Pilot projects have included partnerships between organizations as varied as Ducks Unlimited and the Climate Action Reserve. One such early program, initiated in 2011, was conducted under the auspices of the USDA. In Canada, key programs have been set up by the Canadian government’s own Agriculture and Agri-food Canada department. 

That level of direct community and government involvement is harder to achieve with forestry-based credits, where tensions between forest preservation and agricultural lifestyles are more direct and harder to resolve.

Benefits of grassland offsets

On the broader VCM, grassland-based offsets provide a number of benefits, including:

Adaptability – Grasslands are variegated, including everything from dense prairies to pastoral cropland, and occur across a variety of climates.

Resilience – Most grasslands have proven to be less susceptible to extreme weather, including prolonged drought and wildfires, which have at times devastated forestry-based credits.

Integration – Many grassland offset projects can be integrated with current farming techniques, including no-till farming and livestock grazing.

Expanding the role of nature-based offsets

Grassland sequestration projects form part of a growing world of nature-based offsets. The image of a pristine forest as the best – or even the only – kind of nature-based offset is rapidly changing.

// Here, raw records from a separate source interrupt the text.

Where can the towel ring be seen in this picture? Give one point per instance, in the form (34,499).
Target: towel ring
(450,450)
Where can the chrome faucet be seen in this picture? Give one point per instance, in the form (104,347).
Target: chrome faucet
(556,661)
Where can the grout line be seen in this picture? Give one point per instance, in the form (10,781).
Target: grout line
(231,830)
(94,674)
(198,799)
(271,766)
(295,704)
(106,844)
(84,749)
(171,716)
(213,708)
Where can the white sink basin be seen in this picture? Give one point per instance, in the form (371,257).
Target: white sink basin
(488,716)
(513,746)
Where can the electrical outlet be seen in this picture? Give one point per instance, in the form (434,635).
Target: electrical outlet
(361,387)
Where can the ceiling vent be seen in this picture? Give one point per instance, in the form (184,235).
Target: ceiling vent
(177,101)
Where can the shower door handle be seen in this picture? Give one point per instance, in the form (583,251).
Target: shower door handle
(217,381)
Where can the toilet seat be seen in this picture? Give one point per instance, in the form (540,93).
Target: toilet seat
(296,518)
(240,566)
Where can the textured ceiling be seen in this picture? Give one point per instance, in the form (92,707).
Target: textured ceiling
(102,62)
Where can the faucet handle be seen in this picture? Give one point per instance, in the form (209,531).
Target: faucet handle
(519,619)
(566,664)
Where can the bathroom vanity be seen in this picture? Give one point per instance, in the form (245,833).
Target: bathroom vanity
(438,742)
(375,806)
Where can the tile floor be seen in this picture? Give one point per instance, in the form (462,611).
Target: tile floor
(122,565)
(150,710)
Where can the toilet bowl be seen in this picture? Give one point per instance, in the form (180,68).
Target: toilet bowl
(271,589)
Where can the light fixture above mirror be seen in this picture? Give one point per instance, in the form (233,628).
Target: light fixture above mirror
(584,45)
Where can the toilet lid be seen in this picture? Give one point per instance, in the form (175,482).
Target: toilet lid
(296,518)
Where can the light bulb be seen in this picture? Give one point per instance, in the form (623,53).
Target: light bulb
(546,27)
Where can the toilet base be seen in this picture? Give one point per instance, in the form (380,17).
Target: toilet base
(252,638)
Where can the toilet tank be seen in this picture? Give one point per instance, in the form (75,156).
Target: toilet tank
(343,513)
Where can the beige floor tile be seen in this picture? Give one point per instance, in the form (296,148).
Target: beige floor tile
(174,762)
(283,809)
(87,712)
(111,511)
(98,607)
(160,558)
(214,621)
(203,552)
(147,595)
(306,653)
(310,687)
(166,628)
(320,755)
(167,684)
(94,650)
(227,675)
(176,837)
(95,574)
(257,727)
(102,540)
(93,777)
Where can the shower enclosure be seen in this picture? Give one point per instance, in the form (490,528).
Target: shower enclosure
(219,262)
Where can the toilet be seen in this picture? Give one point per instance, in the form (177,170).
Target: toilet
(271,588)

Forests will continue to play a vital role in the VCM, but nature-based offsets are beginning to grow beyond forestry alone. In addition to grasslands, there’s renewed interest in the peat bogs found around the globe and more traditional wetlands. Frequently, the search for new kinds of natural carbon sinks is spurred on by weaknesses in a forestry-first approach.

In the meantime, grassland conservation provides a uniquely applicable real-world carbon sink, one that many ranchers and farmers in North America and beyond can adapt to comparatively quickly. And the timescale for many of these projects is much faster – years to restore vibrant grasslands, compared to the decades necessary to regrow a forest.

Grassland-based offsets form part of an emerging frontier for carbon sequestration, blending positive climate activism with real-world adaptability. Call it a realpolitik for the VCM, with grasslands at the heart of it all.